9. Chris Johnson moves closer to being Chris Johnson again.
Last week, Titans running back Chris Johnson rushed for 190 yards. It created the impression that Johnson has finally rediscovered the magic that fueled a holdout that caused him to lose said magic. But the tape showed a guy who still couldn’t explode like he did earlier in his career.
This week, Johnson added another 153. And there were hints that he’s getting closer to rediscovering his ability to hit a hole and explode vertically, untouchable even by men who think they have an easy angle on him.
If Johnson can get it back this year, the Titans could be a major factor.
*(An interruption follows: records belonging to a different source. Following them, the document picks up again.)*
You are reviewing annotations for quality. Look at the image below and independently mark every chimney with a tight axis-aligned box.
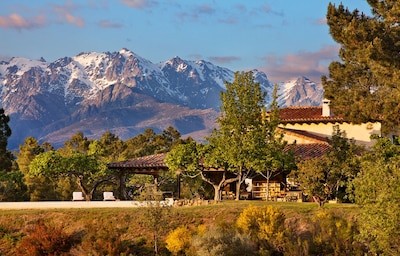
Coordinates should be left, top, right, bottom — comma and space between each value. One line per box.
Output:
322, 99, 331, 117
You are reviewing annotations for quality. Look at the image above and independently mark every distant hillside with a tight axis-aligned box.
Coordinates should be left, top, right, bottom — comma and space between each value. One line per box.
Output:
0, 48, 323, 149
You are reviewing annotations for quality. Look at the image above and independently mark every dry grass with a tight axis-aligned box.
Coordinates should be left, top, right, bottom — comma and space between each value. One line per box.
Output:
0, 201, 360, 255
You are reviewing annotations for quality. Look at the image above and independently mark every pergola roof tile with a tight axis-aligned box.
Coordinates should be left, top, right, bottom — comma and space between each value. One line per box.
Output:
107, 153, 168, 169
107, 143, 331, 172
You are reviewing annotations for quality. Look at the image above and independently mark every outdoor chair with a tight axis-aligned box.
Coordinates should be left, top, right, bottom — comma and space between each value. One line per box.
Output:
72, 192, 84, 201
103, 191, 116, 201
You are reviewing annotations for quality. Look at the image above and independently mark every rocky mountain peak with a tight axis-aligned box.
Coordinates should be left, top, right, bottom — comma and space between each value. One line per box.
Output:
278, 76, 323, 107
0, 49, 323, 149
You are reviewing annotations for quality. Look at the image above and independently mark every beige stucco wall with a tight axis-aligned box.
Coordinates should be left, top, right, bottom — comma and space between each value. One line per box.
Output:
281, 132, 323, 144
280, 121, 381, 147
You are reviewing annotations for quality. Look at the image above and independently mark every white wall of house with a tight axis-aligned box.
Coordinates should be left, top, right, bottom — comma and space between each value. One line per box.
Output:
280, 121, 381, 147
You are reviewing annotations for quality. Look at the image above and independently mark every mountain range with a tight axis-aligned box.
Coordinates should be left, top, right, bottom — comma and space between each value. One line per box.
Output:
0, 48, 323, 150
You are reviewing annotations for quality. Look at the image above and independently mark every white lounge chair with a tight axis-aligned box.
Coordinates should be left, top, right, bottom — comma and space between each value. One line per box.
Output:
72, 192, 84, 201
103, 192, 116, 201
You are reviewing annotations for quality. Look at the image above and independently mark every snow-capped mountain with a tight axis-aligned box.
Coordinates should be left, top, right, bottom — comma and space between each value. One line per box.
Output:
0, 48, 323, 149
278, 76, 323, 107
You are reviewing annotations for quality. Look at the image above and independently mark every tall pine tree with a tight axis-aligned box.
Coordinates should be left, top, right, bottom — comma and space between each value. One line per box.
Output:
0, 109, 12, 172
323, 1, 400, 134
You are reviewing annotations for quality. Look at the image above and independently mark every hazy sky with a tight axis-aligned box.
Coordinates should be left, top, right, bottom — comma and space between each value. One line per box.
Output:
0, 0, 371, 83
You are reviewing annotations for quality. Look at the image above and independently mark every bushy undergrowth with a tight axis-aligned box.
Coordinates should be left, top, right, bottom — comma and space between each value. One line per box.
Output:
0, 202, 366, 255
16, 219, 75, 256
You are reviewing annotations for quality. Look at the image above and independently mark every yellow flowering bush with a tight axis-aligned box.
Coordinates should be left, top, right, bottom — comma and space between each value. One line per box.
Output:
165, 226, 192, 255
236, 205, 286, 253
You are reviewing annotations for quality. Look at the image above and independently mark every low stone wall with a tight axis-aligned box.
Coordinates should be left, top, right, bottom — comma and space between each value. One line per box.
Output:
173, 199, 214, 207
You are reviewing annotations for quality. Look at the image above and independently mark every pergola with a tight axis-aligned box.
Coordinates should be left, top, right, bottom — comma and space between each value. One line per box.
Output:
107, 143, 331, 200
106, 153, 179, 199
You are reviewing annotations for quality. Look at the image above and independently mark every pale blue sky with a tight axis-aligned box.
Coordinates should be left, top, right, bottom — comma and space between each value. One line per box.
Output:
0, 0, 371, 83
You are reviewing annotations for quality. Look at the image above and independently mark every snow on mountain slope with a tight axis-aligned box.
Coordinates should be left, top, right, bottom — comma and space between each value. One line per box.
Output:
278, 76, 323, 107
0, 48, 323, 149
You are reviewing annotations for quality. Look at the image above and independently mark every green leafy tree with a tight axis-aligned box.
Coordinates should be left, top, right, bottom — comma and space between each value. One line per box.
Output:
250, 85, 296, 200
323, 2, 400, 134
167, 72, 290, 201
0, 170, 27, 201
353, 137, 400, 254
0, 109, 13, 173
29, 150, 112, 201
140, 202, 171, 255
165, 141, 238, 201
293, 128, 361, 207
214, 71, 269, 200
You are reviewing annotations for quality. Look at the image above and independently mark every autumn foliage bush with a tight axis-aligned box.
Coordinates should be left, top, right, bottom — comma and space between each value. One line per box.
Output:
75, 219, 132, 256
16, 219, 74, 256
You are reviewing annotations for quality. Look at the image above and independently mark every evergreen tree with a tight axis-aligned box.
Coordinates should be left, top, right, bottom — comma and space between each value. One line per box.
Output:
96, 131, 126, 162
16, 137, 44, 175
0, 109, 25, 201
61, 131, 90, 155
323, 2, 400, 134
0, 109, 12, 172
15, 137, 50, 201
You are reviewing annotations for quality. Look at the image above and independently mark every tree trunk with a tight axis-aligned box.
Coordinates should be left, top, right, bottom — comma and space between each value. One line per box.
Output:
313, 196, 326, 208
235, 166, 244, 200
198, 169, 238, 202
154, 233, 158, 256
213, 185, 221, 201
75, 177, 91, 201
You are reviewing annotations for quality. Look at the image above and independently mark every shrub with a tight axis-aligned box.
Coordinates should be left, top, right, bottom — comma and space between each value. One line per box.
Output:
76, 219, 132, 256
192, 226, 256, 256
308, 210, 364, 255
165, 226, 192, 255
16, 219, 73, 256
236, 205, 286, 252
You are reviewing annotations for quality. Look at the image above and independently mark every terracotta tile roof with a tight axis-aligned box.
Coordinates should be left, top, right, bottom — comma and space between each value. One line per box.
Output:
291, 143, 331, 160
279, 106, 343, 124
107, 153, 168, 169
The No. 6 seed remains up for grabs, with a total of five five-loss teams, each of whom hold a two-game lead over the next cut of contenders. The Titans are among that quintet, and they’re likely the most overlooked. With Johnson churning up the yardage and getting closer to playing like his old self, maybe they shouldn’t be.
10. Schwartz needs to get his team under control.
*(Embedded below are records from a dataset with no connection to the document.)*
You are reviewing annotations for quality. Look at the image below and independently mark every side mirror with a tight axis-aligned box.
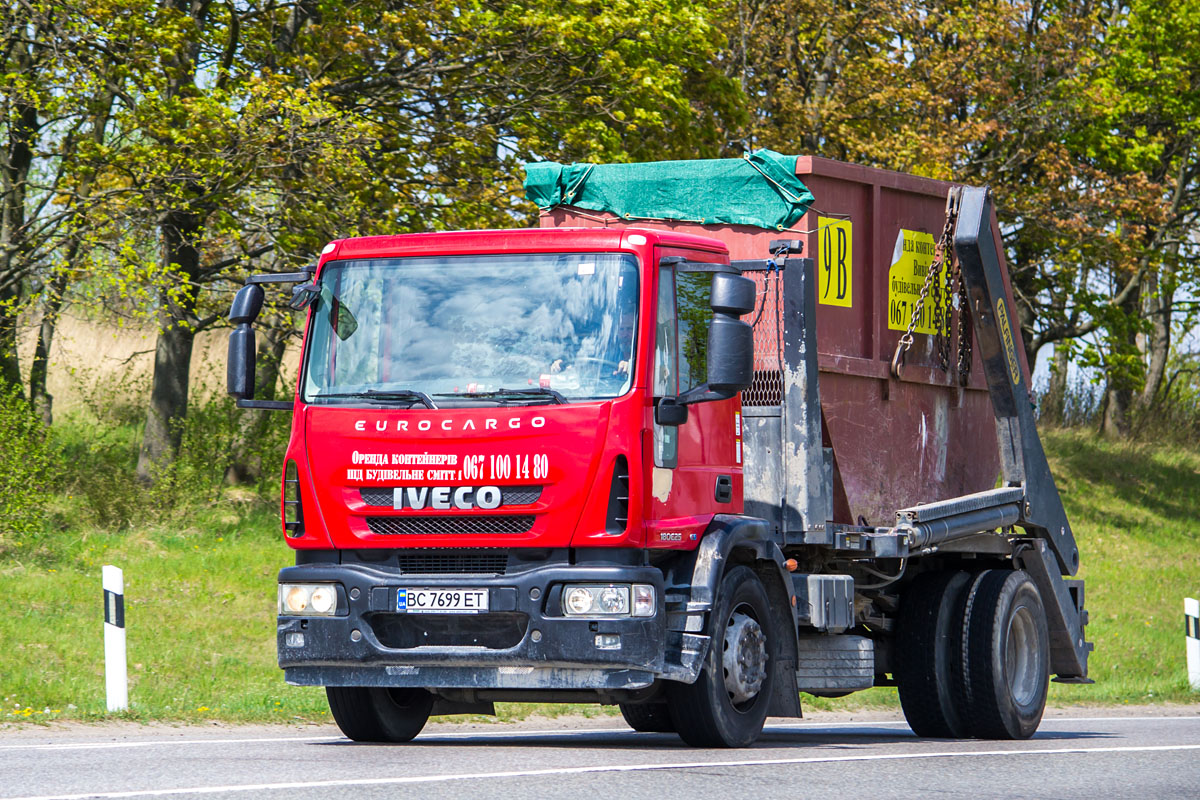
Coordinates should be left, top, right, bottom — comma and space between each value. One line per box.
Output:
711, 272, 756, 316
229, 283, 264, 324
706, 315, 754, 394
707, 273, 755, 394
655, 396, 689, 427
227, 284, 264, 400
675, 271, 756, 406
227, 324, 256, 400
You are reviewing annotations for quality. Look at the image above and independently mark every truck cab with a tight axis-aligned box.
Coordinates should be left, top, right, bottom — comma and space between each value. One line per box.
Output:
230, 227, 779, 744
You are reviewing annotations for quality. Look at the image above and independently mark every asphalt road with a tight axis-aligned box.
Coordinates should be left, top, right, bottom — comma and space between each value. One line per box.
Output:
1, 709, 1197, 800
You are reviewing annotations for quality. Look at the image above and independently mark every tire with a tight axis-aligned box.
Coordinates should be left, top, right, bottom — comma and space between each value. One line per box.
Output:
960, 570, 1050, 739
326, 686, 434, 743
619, 702, 676, 733
666, 565, 776, 747
895, 570, 971, 738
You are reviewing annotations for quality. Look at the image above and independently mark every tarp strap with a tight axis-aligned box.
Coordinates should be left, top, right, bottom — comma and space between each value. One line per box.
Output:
743, 152, 802, 203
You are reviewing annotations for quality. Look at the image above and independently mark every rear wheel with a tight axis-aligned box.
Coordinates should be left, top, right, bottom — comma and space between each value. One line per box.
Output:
326, 686, 434, 743
667, 565, 776, 747
896, 570, 971, 738
619, 702, 675, 733
960, 570, 1049, 739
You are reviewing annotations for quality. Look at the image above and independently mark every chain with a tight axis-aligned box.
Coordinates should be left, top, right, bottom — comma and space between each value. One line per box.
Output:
955, 260, 973, 385
890, 194, 958, 380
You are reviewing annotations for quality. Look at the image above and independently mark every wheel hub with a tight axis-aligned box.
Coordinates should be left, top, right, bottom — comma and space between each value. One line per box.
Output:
723, 611, 766, 704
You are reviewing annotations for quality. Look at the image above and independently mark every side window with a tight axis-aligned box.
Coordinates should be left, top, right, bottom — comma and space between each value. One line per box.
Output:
677, 271, 711, 392
654, 264, 678, 469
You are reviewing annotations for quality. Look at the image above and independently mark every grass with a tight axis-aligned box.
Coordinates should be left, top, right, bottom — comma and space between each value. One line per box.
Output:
1041, 428, 1200, 705
1, 425, 1197, 726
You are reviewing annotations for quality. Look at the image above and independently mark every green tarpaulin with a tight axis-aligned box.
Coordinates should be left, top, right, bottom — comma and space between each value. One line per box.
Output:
523, 149, 815, 231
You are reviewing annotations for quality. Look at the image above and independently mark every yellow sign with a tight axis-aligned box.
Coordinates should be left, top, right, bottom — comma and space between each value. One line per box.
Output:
996, 297, 1022, 386
887, 229, 949, 334
818, 217, 853, 307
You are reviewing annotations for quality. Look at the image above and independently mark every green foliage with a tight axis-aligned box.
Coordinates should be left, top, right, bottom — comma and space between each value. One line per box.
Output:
149, 396, 291, 509
0, 391, 60, 555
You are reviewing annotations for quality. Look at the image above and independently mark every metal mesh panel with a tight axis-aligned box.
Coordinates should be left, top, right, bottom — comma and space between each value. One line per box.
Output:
397, 551, 509, 575
741, 268, 785, 406
359, 486, 543, 507
366, 515, 535, 535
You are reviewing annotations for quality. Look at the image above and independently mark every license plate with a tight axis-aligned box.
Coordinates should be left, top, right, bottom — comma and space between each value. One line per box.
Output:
397, 587, 489, 614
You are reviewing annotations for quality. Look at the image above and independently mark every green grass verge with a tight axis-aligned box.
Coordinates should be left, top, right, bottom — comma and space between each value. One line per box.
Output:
2, 428, 1197, 725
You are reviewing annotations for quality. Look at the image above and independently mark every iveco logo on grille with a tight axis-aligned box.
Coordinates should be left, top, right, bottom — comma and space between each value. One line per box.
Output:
393, 486, 502, 511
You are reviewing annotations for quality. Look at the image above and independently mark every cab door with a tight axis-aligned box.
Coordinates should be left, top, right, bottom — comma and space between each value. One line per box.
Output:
644, 248, 742, 546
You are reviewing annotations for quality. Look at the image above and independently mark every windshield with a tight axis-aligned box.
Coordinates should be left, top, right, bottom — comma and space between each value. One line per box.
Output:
302, 253, 640, 405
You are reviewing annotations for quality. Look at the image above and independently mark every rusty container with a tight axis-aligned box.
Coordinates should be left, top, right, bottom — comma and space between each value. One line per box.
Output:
540, 157, 1026, 527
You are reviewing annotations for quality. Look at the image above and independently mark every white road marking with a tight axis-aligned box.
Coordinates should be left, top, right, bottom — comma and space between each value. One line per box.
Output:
0, 736, 342, 752
3, 743, 1199, 800
2, 714, 1195, 751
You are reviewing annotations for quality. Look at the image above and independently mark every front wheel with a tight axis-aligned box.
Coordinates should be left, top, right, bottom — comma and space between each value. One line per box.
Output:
667, 565, 776, 747
619, 702, 676, 733
326, 686, 434, 743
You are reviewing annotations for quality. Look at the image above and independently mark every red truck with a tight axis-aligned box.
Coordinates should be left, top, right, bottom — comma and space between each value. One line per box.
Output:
227, 154, 1090, 747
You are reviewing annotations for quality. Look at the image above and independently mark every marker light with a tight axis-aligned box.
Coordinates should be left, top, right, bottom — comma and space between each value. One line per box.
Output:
279, 584, 341, 616
632, 584, 656, 617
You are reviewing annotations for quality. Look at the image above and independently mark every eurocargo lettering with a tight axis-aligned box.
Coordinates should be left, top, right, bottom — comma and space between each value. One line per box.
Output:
227, 153, 1092, 747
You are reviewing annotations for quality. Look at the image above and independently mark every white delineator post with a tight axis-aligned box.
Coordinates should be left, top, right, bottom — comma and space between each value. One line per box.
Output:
1187, 597, 1200, 692
103, 565, 128, 711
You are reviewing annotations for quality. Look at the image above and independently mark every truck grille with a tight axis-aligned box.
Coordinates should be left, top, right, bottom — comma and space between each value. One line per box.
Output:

Much has been said about the stomping incident committed on Thanksgiving by Lions defensive tackle Ndamukong Suh. More should have been said about the role of coach Jim Schwartz in nudging his players toward the line over which Suh leapt, and then pretending to have no responsibility when it happened.
Schwartz wants his defensive players to be salty, nasty. It makes them more aggressive, which makes them more intimidating and thus more effective. The mindset traces directly to Schwartz’s time in Tennessee where, despite having an influential position on the Competition Committee, Titans coach Jeff Fisher cultivated a chippy defense that wasn’t above a periodic punch or kick or, as the case may be, cleat stomp on a bare forehead.
With Schwartz enabling and/or creating Suh, other players have followed suit — on offense. Last night, receiver Titus Young drew a drive-killing penalty for an open-handed blow to the head worse than the one that got Richard Seymour ejected in Miami. Then, tight end Brandon Pettigrew, during a late-game drive even more deliberate than Donovan McNabb’s punt-pass-and-puke effort in Super Bowl XXXIX, actually shoved an official. Amazingly, Pettigrew wasn’t ejected.
At some point, Schwartz needs to be held responsible for the conduct of his players. The NFL decided this year to implement a procedure for fining teams based on certain player misconduct; the program needs to be expanded to take money out of the coaches’ pockets, too.
Then again, if enough dumb penalties contribute to enough losses, coaches like Schwartz ultimately will be held accountable, since they’ll be fired.